Yes, I was raised in the era of seeing Vincent Price, Christopher Lee and Peter Cushing on screen I am proud to have interviewed Price and met Cushing, two remarkable gentlemen and these guys were classically trained actors who could bring something interesting to even some pretty weak scripts.
"The Skull" is a film that is a cut above some of the fare Lee and Cushing found themselves in, although it is certainly among their best films. Based on a short story by Robert Bloch, "The Skull" tells the story of two collectors of supernatural artifacts and what happened when the skull of the Marquis DeSade enter their lives.
Directed by two-time Academy Award-winning cinematographer Freddie Francis, the film presents the story more through visuals than dialogue at times.
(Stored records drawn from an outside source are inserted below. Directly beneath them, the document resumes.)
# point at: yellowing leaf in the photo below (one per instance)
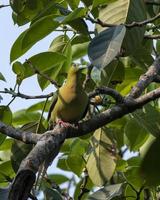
(101, 162)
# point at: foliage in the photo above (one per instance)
(121, 55)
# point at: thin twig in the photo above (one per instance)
(88, 75)
(24, 96)
(131, 25)
(108, 91)
(83, 186)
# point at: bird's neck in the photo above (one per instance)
(74, 83)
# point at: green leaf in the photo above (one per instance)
(2, 77)
(17, 5)
(51, 194)
(18, 69)
(75, 163)
(150, 166)
(16, 50)
(58, 178)
(5, 114)
(43, 61)
(75, 159)
(101, 160)
(135, 134)
(77, 13)
(6, 171)
(107, 192)
(4, 192)
(6, 145)
(39, 106)
(79, 50)
(134, 36)
(105, 47)
(62, 163)
(114, 13)
(38, 31)
(133, 177)
(125, 11)
(113, 74)
(101, 2)
(62, 45)
(131, 194)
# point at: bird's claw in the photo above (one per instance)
(64, 124)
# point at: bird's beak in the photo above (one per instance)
(81, 68)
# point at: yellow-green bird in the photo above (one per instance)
(72, 102)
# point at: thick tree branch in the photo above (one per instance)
(26, 137)
(49, 143)
(108, 91)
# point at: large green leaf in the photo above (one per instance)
(136, 135)
(113, 74)
(108, 192)
(101, 160)
(62, 45)
(150, 166)
(74, 20)
(38, 31)
(106, 46)
(77, 13)
(125, 11)
(131, 77)
(42, 62)
(134, 36)
(101, 2)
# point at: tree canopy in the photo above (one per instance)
(118, 43)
I liked the film a lot as it still packs a creepy punch, although it maintains the horror film convention of the hero being told not to do something and yet he persists. Let's face it, many horror films would end at the 15-minute mark if the hero simply were sensible!
There are no extras other than the film's trailer.
Comedy Central's TV Funhouse
Oh what a nasty piece of work this is. A parody of sorts of an old fashioned kids shows in which a live action host would interact with puppets and introduce cartoons and short films, "TV Funhouse" enters regions of bad taste that Paul Reubens never did with his "Pee Wee Playhouse" back in the 1980s.
Undoubtedly that is because Peewee Herman was a parody aimed at kids. This show is aimed at adults and adults only. The puppets are venal characters involved with prostitutes, drugs, tapping the spinal fluid of the host, over-eating, gambling and generally abusing themselves and others.
Some of the material is funny in a very dark way, while most of it is shocking to the point of numbing you.
Extras include commentary by the show's puppets and the actual human creators and "dirty outtakes." Yikes!
This may be for many an expedition in comic unknown territory.